スコアラーが投手を評価する際、試合での打球をA(いい当たり)からB(そこそこの当たり)、C(打ち取った当たり)に分類して記録していくという。藤浪が初登板のヤクルト戦で打たれたヒットは畠山和洋、ミレッジ、雄平に許した計3本。そのうち「A」はライトスタンドまで運ばれた雄平への1本だけ、というのはさすがだった。

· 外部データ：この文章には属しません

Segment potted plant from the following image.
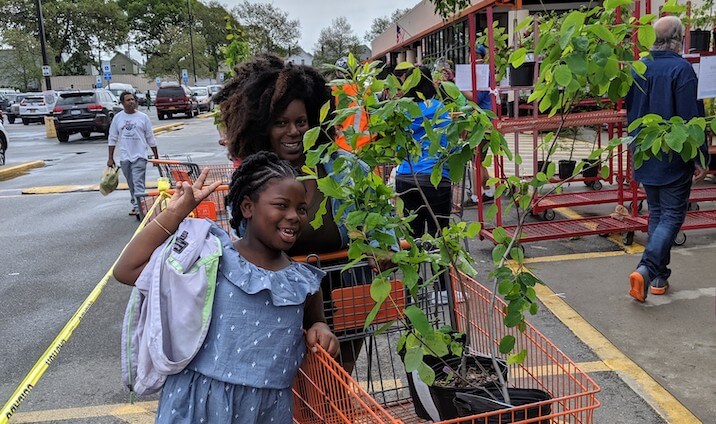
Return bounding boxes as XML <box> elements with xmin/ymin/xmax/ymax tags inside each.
<box><xmin>686</xmin><ymin>0</ymin><xmax>714</xmax><ymax>52</ymax></box>
<box><xmin>304</xmin><ymin>2</ymin><xmax>704</xmax><ymax>418</ymax></box>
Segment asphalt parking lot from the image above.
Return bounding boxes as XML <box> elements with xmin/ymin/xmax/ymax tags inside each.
<box><xmin>0</xmin><ymin>116</ymin><xmax>716</xmax><ymax>424</ymax></box>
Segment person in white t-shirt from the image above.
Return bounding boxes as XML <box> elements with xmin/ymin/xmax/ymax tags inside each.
<box><xmin>107</xmin><ymin>91</ymin><xmax>159</xmax><ymax>215</ymax></box>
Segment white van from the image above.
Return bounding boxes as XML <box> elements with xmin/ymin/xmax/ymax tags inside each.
<box><xmin>20</xmin><ymin>90</ymin><xmax>60</xmax><ymax>125</ymax></box>
<box><xmin>107</xmin><ymin>82</ymin><xmax>137</xmax><ymax>99</ymax></box>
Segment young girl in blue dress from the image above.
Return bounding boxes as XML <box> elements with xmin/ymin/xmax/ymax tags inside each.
<box><xmin>114</xmin><ymin>152</ymin><xmax>339</xmax><ymax>424</ymax></box>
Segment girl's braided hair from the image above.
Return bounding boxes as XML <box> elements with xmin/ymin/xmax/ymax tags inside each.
<box><xmin>216</xmin><ymin>54</ymin><xmax>331</xmax><ymax>159</ymax></box>
<box><xmin>224</xmin><ymin>152</ymin><xmax>298</xmax><ymax>233</ymax></box>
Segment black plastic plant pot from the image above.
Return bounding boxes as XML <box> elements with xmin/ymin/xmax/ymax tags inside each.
<box><xmin>430</xmin><ymin>355</ymin><xmax>508</xmax><ymax>420</ymax></box>
<box><xmin>510</xmin><ymin>62</ymin><xmax>535</xmax><ymax>87</ymax></box>
<box><xmin>689</xmin><ymin>29</ymin><xmax>711</xmax><ymax>52</ymax></box>
<box><xmin>455</xmin><ymin>388</ymin><xmax>552</xmax><ymax>424</ymax></box>
<box><xmin>398</xmin><ymin>334</ymin><xmax>466</xmax><ymax>420</ymax></box>
<box><xmin>535</xmin><ymin>160</ymin><xmax>552</xmax><ymax>175</ymax></box>
<box><xmin>559</xmin><ymin>160</ymin><xmax>577</xmax><ymax>180</ymax></box>
<box><xmin>582</xmin><ymin>159</ymin><xmax>601</xmax><ymax>178</ymax></box>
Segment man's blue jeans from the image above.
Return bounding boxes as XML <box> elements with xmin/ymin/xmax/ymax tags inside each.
<box><xmin>639</xmin><ymin>176</ymin><xmax>691</xmax><ymax>281</ymax></box>
<box><xmin>119</xmin><ymin>158</ymin><xmax>147</xmax><ymax>209</ymax></box>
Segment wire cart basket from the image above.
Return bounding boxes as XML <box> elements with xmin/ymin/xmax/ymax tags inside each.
<box><xmin>138</xmin><ymin>193</ymin><xmax>600</xmax><ymax>424</ymax></box>
<box><xmin>149</xmin><ymin>159</ymin><xmax>234</xmax><ymax>186</ymax></box>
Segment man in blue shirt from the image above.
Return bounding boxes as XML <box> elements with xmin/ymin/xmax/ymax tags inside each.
<box><xmin>626</xmin><ymin>16</ymin><xmax>708</xmax><ymax>302</ymax></box>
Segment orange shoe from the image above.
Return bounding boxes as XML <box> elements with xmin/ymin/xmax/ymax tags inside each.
<box><xmin>651</xmin><ymin>278</ymin><xmax>669</xmax><ymax>296</ymax></box>
<box><xmin>629</xmin><ymin>267</ymin><xmax>649</xmax><ymax>303</ymax></box>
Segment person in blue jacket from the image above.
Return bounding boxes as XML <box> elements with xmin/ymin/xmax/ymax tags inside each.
<box><xmin>626</xmin><ymin>16</ymin><xmax>708</xmax><ymax>302</ymax></box>
<box><xmin>395</xmin><ymin>66</ymin><xmax>452</xmax><ymax>303</ymax></box>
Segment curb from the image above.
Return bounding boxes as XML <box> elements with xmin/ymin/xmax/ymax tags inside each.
<box><xmin>152</xmin><ymin>121</ymin><xmax>184</xmax><ymax>134</ymax></box>
<box><xmin>20</xmin><ymin>181</ymin><xmax>157</xmax><ymax>194</ymax></box>
<box><xmin>0</xmin><ymin>160</ymin><xmax>45</xmax><ymax>179</ymax></box>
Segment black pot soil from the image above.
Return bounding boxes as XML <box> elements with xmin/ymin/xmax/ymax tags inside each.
<box><xmin>398</xmin><ymin>334</ymin><xmax>466</xmax><ymax>420</ymax></box>
<box><xmin>582</xmin><ymin>159</ymin><xmax>601</xmax><ymax>178</ymax></box>
<box><xmin>455</xmin><ymin>388</ymin><xmax>552</xmax><ymax>424</ymax></box>
<box><xmin>689</xmin><ymin>29</ymin><xmax>711</xmax><ymax>52</ymax></box>
<box><xmin>559</xmin><ymin>160</ymin><xmax>577</xmax><ymax>180</ymax></box>
<box><xmin>510</xmin><ymin>62</ymin><xmax>535</xmax><ymax>87</ymax></box>
<box><xmin>535</xmin><ymin>160</ymin><xmax>552</xmax><ymax>174</ymax></box>
<box><xmin>430</xmin><ymin>355</ymin><xmax>508</xmax><ymax>420</ymax></box>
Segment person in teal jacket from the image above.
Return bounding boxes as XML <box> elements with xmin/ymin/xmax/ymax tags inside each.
<box><xmin>395</xmin><ymin>66</ymin><xmax>452</xmax><ymax>303</ymax></box>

「雄平への一投は、フォークがストライクゾーンに甘く入った失投でしたね。藤浪は全般に、腕を思い切り振って投げるので、球種が分かりにくく、打ちづらい投手といえる」(セ球団のスコアラー・A氏)
評価は上々。しかし、早速欠点を見抜かれていた。
「長身(197センチ)から投げおろすストレートは威力十分だが、体が早く開くためシュート回転している。これが制球難を招き、コースが甘くなっている」(同前)
攻略のヒントもその「長身」にある。
「腕が長くてモーションが大きいのでクイックが下手。それに長身でフィールディングにも難がありそう。バントや盗塁で揺さぶれば攻略の糸口は見えてくる。本人もこれを気にして、セットになると背中を丸め、クイックや牽制をしやすくしているが、こうすると直球の制球難が増すので思う壺。キャンプ、オープン戦とフォームが変わっているから、色々試行錯誤しているようだ。
それに体はまだ成長段階。下半身が安定していないので、5回以降の投球にバラつきが出るのも狙い目」(セ球団のスコアラー・B氏)
さらにこのスコアラーは、「変化球を投げる時のクセが見つかったのは収穫でした」といったが、その内容だけは教えてくれなかった。